Archive for 23 May 2006
23 May
#69.コンドル Prat?
N先生の名著『東京下町散歩25コース』の「近代化遺産を訪ねる」コースめぐりは、最初のひとつで挫折してしまったが、名誉挽回、その次の湯島の「旧岩崎邸庭園」に出掛けた。英人建築家ジョサイヤ・コンドルの設計の旧岩崎邸は、1896年(明治29年)に完成した。完成時は、野球のグランド4つ分に相当する5万平方米の敷地に20棟の建物が林立していたが、現在は洋館、和屋、撞球室の3棟が残っている。
正門からなだらかな坂を上り、左に曲がると入口がある。入園料の400円を払う前から正面の堂々としたファサードが見える。入場券と「時の風が吹く庭園」と題したパンフレットをもらい、改めて木造2階建ての洋館を見上げる。基本的には英国のジャコビアン様式なるものらしいが、ルネサンスやイスラムなど、さまざまな様式が取り入れられている。木造ではあるが、重厚感は十分という趣だ。まずは1枚、デジカメのシャッターを切った。どんなものか写り具合を確認したら、手前の棕櫚の木も何本が写っていて、異国情緒が妙だった。棕櫚を外してもう1枚撮ってみた。今度はイギリス風の重厚さが出た。
棕櫚で変わった雰囲気なる。イーグルスの名盤『ホテル・カリフォルニア』風にみえる。棕櫚を外すと一変イギリス風だ。
コンドルは1877年(明治10年)に来日、工部大学校造家学科(現在の東大工学部建築学科)の初代教授に就任し、日本で初めて本格的な西洋式建築を教育した。門下には、東京駅を設計した辰野金吾、赤坂離宮を設計した片山東熊などがいる。自身の設計も多く、先日の旧古河邸、鹿鳴館、上野動物園、ニコライ堂などがある。日本最初の建築設計事務所の開設など、1920年(大正9年)日本で永眠するまで、実務においても日本の建築界に尽力した。
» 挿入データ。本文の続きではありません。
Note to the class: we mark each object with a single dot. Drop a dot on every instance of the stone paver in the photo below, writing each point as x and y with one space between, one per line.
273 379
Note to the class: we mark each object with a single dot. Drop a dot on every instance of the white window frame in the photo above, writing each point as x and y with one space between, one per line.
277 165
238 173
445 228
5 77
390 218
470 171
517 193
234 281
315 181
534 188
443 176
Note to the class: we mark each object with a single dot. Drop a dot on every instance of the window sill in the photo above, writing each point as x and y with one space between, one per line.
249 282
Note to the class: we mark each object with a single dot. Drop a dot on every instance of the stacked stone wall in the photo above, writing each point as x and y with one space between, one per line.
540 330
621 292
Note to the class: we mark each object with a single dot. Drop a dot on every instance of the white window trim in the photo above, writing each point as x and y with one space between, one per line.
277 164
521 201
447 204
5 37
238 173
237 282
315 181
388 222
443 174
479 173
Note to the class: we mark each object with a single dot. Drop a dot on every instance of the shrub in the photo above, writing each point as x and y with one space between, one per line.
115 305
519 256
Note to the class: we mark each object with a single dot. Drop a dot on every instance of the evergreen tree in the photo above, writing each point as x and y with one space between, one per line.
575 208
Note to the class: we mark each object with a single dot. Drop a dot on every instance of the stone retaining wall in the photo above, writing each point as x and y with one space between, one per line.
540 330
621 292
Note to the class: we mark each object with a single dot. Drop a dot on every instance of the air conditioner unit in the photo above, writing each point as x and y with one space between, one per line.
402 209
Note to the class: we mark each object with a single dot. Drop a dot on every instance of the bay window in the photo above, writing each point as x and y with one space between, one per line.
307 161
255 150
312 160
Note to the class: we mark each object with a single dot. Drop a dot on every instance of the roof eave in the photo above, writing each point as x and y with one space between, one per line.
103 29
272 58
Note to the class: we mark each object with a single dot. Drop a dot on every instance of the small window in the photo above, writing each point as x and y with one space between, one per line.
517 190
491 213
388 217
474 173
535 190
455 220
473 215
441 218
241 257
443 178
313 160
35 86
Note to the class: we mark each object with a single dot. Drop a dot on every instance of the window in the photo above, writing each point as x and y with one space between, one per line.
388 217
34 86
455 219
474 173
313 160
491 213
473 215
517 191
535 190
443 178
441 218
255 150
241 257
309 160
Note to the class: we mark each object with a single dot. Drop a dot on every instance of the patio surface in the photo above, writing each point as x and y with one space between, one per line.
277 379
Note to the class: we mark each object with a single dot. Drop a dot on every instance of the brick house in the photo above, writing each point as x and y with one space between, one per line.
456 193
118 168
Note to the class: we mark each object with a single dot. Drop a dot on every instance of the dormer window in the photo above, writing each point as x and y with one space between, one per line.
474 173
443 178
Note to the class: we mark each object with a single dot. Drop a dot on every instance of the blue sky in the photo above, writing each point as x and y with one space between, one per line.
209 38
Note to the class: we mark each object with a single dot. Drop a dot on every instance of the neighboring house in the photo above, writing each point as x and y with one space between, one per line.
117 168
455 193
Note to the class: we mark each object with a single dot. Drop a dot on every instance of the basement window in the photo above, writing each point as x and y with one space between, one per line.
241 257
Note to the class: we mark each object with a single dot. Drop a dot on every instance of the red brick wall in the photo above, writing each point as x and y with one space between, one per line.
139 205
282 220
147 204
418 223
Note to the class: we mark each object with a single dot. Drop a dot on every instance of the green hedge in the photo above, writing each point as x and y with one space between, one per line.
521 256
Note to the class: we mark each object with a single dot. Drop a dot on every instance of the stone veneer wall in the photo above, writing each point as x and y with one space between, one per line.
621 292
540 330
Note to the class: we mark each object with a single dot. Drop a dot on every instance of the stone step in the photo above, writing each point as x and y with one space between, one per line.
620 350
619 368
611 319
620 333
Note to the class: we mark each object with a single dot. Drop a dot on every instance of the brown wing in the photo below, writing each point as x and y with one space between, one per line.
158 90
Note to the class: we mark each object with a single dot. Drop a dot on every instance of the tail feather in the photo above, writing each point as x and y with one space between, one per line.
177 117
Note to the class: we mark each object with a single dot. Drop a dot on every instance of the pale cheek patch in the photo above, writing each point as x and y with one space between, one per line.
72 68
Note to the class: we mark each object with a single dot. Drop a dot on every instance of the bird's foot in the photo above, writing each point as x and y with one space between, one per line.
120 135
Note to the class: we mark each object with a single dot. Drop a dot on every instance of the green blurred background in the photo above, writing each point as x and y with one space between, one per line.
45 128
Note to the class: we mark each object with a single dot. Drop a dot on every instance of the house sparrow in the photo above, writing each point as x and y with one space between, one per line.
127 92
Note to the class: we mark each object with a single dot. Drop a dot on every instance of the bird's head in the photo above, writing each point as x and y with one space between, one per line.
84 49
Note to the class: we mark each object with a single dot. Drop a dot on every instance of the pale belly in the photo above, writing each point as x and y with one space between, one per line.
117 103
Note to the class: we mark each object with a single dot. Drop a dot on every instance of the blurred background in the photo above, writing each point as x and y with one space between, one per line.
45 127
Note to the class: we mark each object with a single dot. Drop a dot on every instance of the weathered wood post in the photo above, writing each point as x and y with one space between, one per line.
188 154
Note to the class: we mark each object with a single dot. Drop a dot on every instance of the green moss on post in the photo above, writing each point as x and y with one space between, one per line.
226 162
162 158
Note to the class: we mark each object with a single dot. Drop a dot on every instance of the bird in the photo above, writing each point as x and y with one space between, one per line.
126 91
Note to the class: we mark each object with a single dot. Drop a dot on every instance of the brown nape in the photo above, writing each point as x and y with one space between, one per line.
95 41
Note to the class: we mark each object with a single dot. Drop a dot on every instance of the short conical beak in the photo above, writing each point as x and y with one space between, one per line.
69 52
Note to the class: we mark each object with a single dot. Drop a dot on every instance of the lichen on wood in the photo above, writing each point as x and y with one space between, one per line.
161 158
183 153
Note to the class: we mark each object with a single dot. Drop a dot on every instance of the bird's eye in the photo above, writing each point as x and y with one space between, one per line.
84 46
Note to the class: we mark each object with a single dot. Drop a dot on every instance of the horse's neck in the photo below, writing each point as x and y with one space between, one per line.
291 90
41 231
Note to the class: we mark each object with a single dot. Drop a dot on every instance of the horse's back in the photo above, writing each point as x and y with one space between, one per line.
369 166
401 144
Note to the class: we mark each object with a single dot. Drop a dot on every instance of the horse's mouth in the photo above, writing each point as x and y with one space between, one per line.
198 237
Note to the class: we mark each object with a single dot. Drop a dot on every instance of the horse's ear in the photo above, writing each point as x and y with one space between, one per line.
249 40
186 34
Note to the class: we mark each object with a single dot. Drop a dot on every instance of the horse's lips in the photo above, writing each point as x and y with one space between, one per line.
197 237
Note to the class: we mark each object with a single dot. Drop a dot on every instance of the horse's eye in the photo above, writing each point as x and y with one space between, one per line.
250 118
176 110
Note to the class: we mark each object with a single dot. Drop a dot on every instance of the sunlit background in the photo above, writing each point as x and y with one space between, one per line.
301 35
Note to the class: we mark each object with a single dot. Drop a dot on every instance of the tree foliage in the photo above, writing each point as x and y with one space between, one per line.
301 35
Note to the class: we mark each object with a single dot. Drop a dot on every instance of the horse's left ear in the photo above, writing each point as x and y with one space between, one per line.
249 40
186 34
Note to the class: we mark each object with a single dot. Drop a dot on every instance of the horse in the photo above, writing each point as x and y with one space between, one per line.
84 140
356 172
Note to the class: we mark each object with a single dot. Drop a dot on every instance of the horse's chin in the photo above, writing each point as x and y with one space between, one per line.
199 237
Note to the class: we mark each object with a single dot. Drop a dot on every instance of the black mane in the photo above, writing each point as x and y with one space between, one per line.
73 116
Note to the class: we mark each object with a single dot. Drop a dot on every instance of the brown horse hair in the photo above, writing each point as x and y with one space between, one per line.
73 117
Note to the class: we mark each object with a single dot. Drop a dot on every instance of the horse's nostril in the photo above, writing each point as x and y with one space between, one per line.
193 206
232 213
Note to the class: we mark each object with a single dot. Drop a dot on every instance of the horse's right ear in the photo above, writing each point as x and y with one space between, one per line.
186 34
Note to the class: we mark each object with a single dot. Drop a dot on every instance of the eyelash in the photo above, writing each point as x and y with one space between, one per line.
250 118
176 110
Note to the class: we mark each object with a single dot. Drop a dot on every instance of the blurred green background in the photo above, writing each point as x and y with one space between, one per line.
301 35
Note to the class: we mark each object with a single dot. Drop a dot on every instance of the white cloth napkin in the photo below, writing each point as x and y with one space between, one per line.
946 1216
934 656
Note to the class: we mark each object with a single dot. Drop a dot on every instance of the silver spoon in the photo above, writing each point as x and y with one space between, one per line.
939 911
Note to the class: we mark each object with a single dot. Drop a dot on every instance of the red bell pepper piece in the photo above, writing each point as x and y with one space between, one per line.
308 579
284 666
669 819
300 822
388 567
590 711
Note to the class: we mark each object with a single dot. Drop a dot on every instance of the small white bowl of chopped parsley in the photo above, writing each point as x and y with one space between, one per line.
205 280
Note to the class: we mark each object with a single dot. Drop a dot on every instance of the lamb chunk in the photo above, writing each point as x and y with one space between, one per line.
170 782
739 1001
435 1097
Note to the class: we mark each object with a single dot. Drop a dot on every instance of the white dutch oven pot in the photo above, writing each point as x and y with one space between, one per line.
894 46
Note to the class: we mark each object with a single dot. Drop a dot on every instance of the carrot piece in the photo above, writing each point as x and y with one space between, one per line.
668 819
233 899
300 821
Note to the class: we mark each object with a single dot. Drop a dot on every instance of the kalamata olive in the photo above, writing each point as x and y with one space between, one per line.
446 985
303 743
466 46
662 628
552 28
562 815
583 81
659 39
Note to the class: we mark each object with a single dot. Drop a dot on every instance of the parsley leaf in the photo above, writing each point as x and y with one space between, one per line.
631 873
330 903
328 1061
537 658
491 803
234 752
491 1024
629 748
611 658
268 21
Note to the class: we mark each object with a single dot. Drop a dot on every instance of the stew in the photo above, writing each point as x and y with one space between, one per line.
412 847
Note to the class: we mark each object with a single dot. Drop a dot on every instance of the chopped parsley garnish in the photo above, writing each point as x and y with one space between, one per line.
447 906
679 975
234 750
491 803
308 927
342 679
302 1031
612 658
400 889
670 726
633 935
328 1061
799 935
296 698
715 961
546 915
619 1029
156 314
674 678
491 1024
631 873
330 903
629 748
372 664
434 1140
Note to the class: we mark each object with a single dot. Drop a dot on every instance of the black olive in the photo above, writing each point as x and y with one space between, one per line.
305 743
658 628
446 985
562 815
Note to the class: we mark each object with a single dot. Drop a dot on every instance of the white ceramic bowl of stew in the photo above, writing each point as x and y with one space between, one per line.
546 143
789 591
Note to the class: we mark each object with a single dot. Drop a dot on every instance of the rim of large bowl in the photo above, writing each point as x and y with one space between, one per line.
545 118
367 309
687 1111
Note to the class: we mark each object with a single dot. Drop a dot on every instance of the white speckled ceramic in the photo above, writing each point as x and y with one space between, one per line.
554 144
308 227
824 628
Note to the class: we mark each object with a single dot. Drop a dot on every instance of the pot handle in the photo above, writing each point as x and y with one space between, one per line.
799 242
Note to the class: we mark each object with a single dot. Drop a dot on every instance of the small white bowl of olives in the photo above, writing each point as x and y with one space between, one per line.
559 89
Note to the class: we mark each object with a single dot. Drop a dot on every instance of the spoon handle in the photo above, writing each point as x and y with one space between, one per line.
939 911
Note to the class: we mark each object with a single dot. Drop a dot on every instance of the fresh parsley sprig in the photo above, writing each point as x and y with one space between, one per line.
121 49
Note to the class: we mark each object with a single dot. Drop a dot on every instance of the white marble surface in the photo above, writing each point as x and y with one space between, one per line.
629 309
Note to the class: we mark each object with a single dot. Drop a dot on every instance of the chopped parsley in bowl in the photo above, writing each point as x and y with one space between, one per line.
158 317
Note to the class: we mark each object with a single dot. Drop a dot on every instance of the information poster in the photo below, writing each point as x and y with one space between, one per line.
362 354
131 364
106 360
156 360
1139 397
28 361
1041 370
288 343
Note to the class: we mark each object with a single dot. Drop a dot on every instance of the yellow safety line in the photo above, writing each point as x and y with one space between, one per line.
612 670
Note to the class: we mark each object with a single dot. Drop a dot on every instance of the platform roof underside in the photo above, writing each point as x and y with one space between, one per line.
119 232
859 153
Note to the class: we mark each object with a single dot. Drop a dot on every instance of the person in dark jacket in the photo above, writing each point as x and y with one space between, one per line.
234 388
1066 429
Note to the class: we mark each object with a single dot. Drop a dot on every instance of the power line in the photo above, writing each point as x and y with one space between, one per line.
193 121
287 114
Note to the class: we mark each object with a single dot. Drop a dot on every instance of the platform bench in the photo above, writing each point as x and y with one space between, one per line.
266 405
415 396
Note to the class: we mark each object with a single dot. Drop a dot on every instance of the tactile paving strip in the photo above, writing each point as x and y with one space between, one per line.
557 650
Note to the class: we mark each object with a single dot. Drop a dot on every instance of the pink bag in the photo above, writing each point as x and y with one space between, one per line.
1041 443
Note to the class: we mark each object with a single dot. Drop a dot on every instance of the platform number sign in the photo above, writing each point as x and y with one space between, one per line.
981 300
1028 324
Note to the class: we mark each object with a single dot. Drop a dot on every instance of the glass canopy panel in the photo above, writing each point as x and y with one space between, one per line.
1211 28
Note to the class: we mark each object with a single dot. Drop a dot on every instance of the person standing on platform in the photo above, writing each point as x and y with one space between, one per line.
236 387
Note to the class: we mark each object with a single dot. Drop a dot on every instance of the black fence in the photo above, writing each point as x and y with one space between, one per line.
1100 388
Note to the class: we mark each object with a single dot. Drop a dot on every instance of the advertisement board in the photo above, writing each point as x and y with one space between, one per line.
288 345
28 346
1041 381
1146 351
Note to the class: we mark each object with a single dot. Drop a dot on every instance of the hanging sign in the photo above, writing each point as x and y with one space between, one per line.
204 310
南側は大きな庭だった。広い芝生と鬱蒼とした木々の林があったが、林の部分は和式の庭園だった。芝生の端から洋館を眺めると、柱列を配した南側のベランダは重厚感の中にも、明るさと開放感のある。よく見ると、1階と2階で微妙に様式が異なっている。中に入るため北側に戻る途中に撞球室がある。日本最初のプールバーということか。
内部は1階が玄関、食堂、厨房など、2階は客室や集会場があったが、2階の女性用の客間か壁紙のアラベスク模様が心和むものだった。2階のバルコニーからは外が眺められ、広い芝生の景観が楽しめる。ここでも、バルコニーの床はアラベスク模様が綺麗だった。1階の食堂で女性楽師4人による弦楽四重奏のコンサートがあった。建物の雰囲気に良くあっていて、1時間ほど楽しませていただいた。また、今日も「もはやこれまで」となってしまった。N先生、ごめんなさい。
洋館の南側。柱列を配したテラスが美しい。2階からは広い芝生が優雅な気持ちにさせる。
これが、日本最初?のプールバー。
旧岩崎邸の裏は、かぐやひめの歌でお馴染みの無縁坂。この先は東大病院へつながる東大の竜岡門だ。